Hardware Locality Users' Mailing List Archives

  |   Home   |   Support   |   FAQ   |   all Hardware Locality Users mailing list

Subject: Re: [hwloc-users] Problem getting cpuset of MPI task
From: Hendryk Bockelmann (bockelmann_at_[hidden])
Date: 2011-02-10 04:59:36


Hello Samuel,

thanx for the hint ... now I start my program with:

   hwloc_topology_init(&topology);
   hwloc_topology_set_flags(topology,HWLOC_TOPOLOGY_FLAG_WHOLE_SYSTEM);
   hwloc_topology_load(topology);

and can access all information I need to rebind my MPI-tasks or to
rearrange the MPI communicators.

btw: are there any plans to fully support POWER6 and/or POWER7 running
AIX6.1 for the future? Actually we can get the topology right but cache
sizes are missing.

Hendryk

On 10/02/11 10:40, Samuel Thibault wrote:
> Hello,
>
> Hendryk Bockelmann, le Thu 10 Feb 2011 09:08:11 +0100, a écrit :
>> On our clusters the job scheduler binds the MPI tasks, but it is not
>> always clear to which resources. So for us it would be great to know
>> where a task runs such that we might adopt the MPI communicators to
>> increase performance.
>
> Ok, so get_cpubind should be enough to know what binding the job
> scheduler does.
>
>> Maybe just a note on the hwloc output on the cluster: while on my locale
>> machine all MPI tasks are able to explore the whole topology, on the
>> cluster each task only sees itself, e.g. for task 7:
>>
>> 7:Machine#0(Backend=AIXOSName=AIXOSRelease=1OSVersion=6HostName=p191Architecture=00C83AC24C00),
>> cpuset: 0x0000c000
>> 7: NUMANode#0, cpuset: 0x0000c000
>> 7: L2Cache#0(0KB line=0), cpuset: 0x0000c000
>> 7: Core#0, cpuset: 0x0000c000
>> 7: PU, cpuset: 0x00004000
>> 7: PU#0, cpuset: 0x00008000
>> 7:--> root_cpuset of process 7 is 0x0000c000
>
> Yes, because by default hwloc restricts itself to what you are allowed
> to use anyway.
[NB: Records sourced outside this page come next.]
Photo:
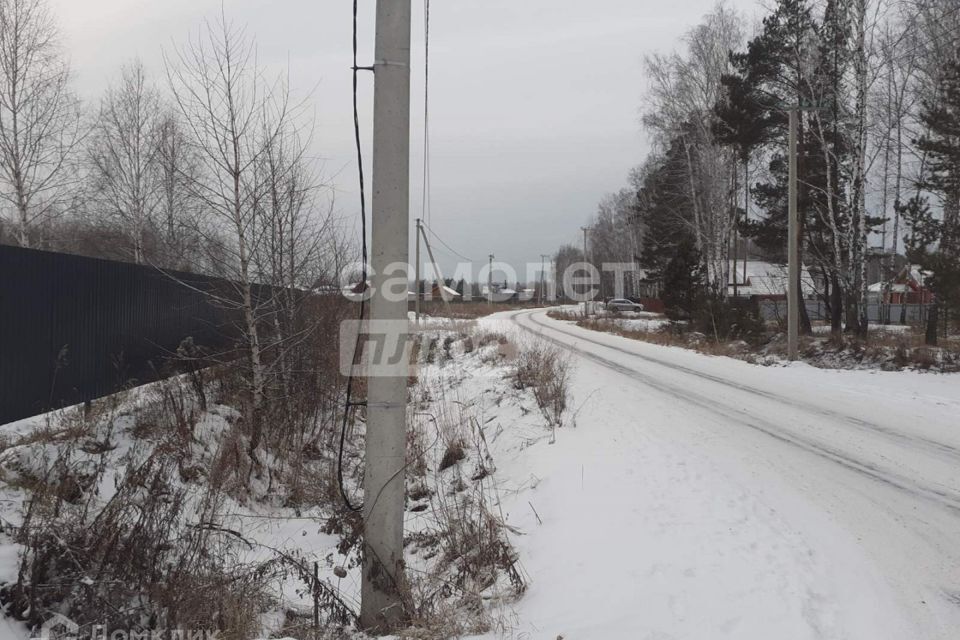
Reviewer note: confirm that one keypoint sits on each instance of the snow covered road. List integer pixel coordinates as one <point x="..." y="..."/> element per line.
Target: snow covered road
<point x="710" y="498"/>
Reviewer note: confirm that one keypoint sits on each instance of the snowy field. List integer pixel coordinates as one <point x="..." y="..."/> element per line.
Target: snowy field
<point x="704" y="497"/>
<point x="685" y="497"/>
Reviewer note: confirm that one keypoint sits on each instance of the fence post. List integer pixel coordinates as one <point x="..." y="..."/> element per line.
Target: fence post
<point x="315" y="587"/>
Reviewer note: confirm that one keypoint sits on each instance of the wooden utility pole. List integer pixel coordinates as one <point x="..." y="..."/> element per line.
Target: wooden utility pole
<point x="490" y="282"/>
<point x="543" y="279"/>
<point x="416" y="282"/>
<point x="794" y="297"/>
<point x="381" y="606"/>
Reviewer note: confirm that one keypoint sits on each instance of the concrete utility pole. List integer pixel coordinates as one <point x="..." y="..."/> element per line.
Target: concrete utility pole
<point x="381" y="604"/>
<point x="794" y="298"/>
<point x="416" y="285"/>
<point x="587" y="304"/>
<point x="490" y="282"/>
<point x="543" y="279"/>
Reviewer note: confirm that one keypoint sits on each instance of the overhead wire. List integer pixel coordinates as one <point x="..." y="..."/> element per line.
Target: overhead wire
<point x="425" y="196"/>
<point x="349" y="405"/>
<point x="440" y="240"/>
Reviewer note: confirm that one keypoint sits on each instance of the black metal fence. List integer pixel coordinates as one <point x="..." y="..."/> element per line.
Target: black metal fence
<point x="74" y="329"/>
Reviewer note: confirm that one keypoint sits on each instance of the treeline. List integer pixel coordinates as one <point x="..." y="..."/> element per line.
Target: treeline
<point x="205" y="169"/>
<point x="877" y="83"/>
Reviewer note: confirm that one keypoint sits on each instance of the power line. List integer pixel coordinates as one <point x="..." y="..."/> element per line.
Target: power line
<point x="440" y="240"/>
<point x="348" y="403"/>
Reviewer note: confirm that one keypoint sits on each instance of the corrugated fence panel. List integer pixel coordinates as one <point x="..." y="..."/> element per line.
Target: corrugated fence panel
<point x="74" y="329"/>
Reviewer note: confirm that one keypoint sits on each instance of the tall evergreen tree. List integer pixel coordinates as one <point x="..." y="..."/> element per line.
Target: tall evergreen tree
<point x="935" y="244"/>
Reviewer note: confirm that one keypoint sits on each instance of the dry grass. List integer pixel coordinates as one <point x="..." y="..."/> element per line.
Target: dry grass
<point x="469" y="310"/>
<point x="546" y="370"/>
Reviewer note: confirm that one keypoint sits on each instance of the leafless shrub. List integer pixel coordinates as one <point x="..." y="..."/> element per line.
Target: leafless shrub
<point x="546" y="371"/>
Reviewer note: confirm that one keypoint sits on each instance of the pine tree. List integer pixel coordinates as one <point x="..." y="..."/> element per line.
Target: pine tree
<point x="935" y="244"/>
<point x="771" y="76"/>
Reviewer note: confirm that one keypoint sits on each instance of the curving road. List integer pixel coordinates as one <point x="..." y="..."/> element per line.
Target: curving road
<point x="863" y="468"/>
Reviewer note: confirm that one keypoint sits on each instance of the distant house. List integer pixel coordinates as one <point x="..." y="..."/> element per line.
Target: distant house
<point x="446" y="293"/>
<point x="907" y="287"/>
<point x="766" y="281"/>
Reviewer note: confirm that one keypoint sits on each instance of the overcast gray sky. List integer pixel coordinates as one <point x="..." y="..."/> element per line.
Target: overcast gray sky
<point x="534" y="103"/>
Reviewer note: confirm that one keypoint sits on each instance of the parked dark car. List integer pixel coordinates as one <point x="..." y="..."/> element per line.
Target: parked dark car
<point x="622" y="304"/>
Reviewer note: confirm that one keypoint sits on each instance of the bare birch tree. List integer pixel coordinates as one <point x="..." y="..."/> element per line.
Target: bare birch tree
<point x="39" y="117"/>
<point x="233" y="116"/>
<point x="124" y="155"/>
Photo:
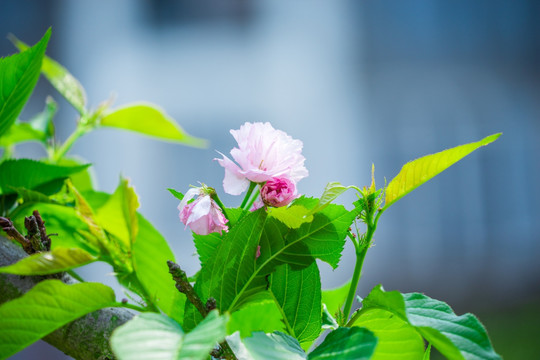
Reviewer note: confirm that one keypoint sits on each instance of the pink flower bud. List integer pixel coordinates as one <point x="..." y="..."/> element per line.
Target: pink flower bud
<point x="278" y="192"/>
<point x="203" y="216"/>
To see more, use --whole-system.
>
>> Nevertheless, all MPI-tasks have different cpusets and since the nodes
>> are homogeneous one can guess the whole binding using the information of
>> lstopo and the HostName of each task. Perhaps you can tell me whether
>> such a restricted topology is due to hwloc or due to the fixed binding
>> by the job scheduler?
>
> It's because by default hwloc follows the fixed binding :)
>
> Samuel